¿Se arrepienten de haber matado?

“¿Se arrepienten después de haber matado?”. La pregunta de la escritora me sorprendió más por la respuesta que podía darle que por lo inesperada.

Charlaba con Hebe Uhart, café de por medio, sobre algunas características del delito en Tucumán. Los lunfardos, las costumbres, las motivaciones.

En la mayoría de los crímenes hubo alcohol de por medio.

“¿Qué toman? ¿Vino o cerveza?, ¿Y se arrepienten?”

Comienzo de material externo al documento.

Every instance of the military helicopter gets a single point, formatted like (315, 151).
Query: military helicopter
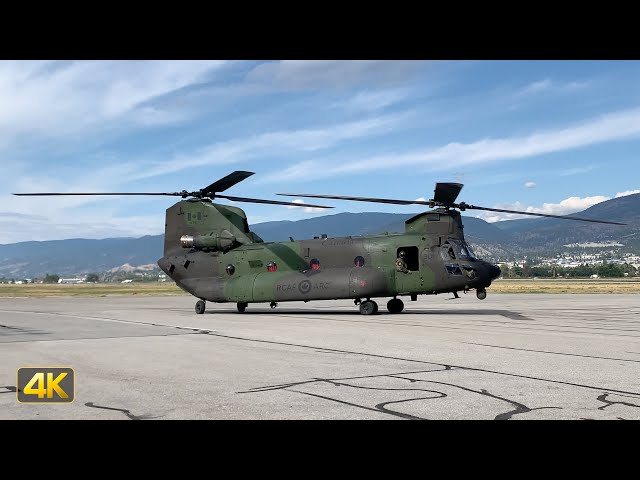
(211, 253)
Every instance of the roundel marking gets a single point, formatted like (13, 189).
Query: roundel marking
(304, 286)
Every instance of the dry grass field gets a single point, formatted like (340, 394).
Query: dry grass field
(91, 290)
(169, 288)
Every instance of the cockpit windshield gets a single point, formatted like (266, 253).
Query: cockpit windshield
(463, 249)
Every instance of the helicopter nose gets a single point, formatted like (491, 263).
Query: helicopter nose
(494, 272)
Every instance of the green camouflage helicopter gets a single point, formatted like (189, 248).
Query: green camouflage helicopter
(210, 252)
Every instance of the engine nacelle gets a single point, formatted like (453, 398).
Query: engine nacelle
(222, 241)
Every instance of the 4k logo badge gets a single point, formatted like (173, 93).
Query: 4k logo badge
(45, 385)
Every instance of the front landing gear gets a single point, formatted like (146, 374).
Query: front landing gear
(368, 307)
(200, 306)
(395, 305)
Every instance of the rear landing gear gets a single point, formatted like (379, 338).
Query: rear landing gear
(368, 307)
(200, 306)
(395, 305)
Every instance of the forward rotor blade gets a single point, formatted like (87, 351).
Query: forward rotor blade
(360, 199)
(174, 194)
(271, 202)
(464, 206)
(446, 193)
(226, 182)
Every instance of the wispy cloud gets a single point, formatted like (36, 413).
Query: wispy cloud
(56, 99)
(565, 207)
(626, 192)
(311, 74)
(372, 100)
(307, 209)
(576, 171)
(547, 85)
(610, 127)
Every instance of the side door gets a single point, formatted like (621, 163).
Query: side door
(412, 280)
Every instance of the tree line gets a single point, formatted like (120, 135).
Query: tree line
(608, 270)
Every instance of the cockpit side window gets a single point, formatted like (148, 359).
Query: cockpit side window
(448, 252)
(462, 249)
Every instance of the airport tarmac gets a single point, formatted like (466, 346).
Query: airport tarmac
(509, 357)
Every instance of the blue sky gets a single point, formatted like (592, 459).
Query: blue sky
(542, 136)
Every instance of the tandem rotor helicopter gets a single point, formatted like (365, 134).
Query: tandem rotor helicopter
(210, 252)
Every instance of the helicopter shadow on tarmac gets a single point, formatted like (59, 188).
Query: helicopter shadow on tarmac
(410, 312)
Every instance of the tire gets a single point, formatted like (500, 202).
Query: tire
(200, 307)
(368, 307)
(395, 305)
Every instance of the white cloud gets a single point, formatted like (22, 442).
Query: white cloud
(307, 209)
(373, 100)
(244, 149)
(626, 192)
(565, 207)
(549, 86)
(57, 99)
(310, 74)
(538, 86)
(614, 126)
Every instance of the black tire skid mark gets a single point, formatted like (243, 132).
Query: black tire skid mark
(128, 413)
(608, 403)
(472, 369)
(554, 353)
(293, 384)
(520, 408)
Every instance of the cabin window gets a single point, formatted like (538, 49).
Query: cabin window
(448, 253)
(453, 269)
(410, 258)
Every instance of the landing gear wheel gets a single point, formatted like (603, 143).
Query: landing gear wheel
(200, 306)
(395, 305)
(368, 307)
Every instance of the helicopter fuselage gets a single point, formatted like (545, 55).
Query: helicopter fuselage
(437, 261)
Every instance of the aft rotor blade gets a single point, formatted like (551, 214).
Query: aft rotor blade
(446, 193)
(226, 182)
(360, 199)
(174, 194)
(464, 206)
(271, 202)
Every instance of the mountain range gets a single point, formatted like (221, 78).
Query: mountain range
(493, 241)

En mi cabeza dieron vueltas los casos que cubrí. La primera respuesta que vino a mi boca fue un contundente “No”. En casi todos los juicios orales, los acusados niegan hasta último momento haber sido los homicidas o se sumen en el silencio, aun cuando las pruebas parecieran ser contundentes. Y cuanto más lo pensaba, más se consolidó el “No”. En las pocas veces que asumieron su responsabilidad, sólo se limitaron a pedir disculpas por el dolor causado. Pero siempre alegando que se trató de un accidente, o de un momento borrado de su memoria. “No sé qué pasó” o “No entiendo cómo se disparó el arma”, como dijo el asesino de Iván Sénneke la semana pasada. Esas confesiones televisivas, en las que se reconoce que todo ocurrió en un ataque de furia, en una venganza o “porque se lo merecía”, sólo forman parte de un guión. Pura ficción a sangre fría. Si la procesión del arrepentimiento por quitarle la vida a alguien va por dentro, es algo imposible de corroborar.

En la vida real, los homicidas no se arrepienten.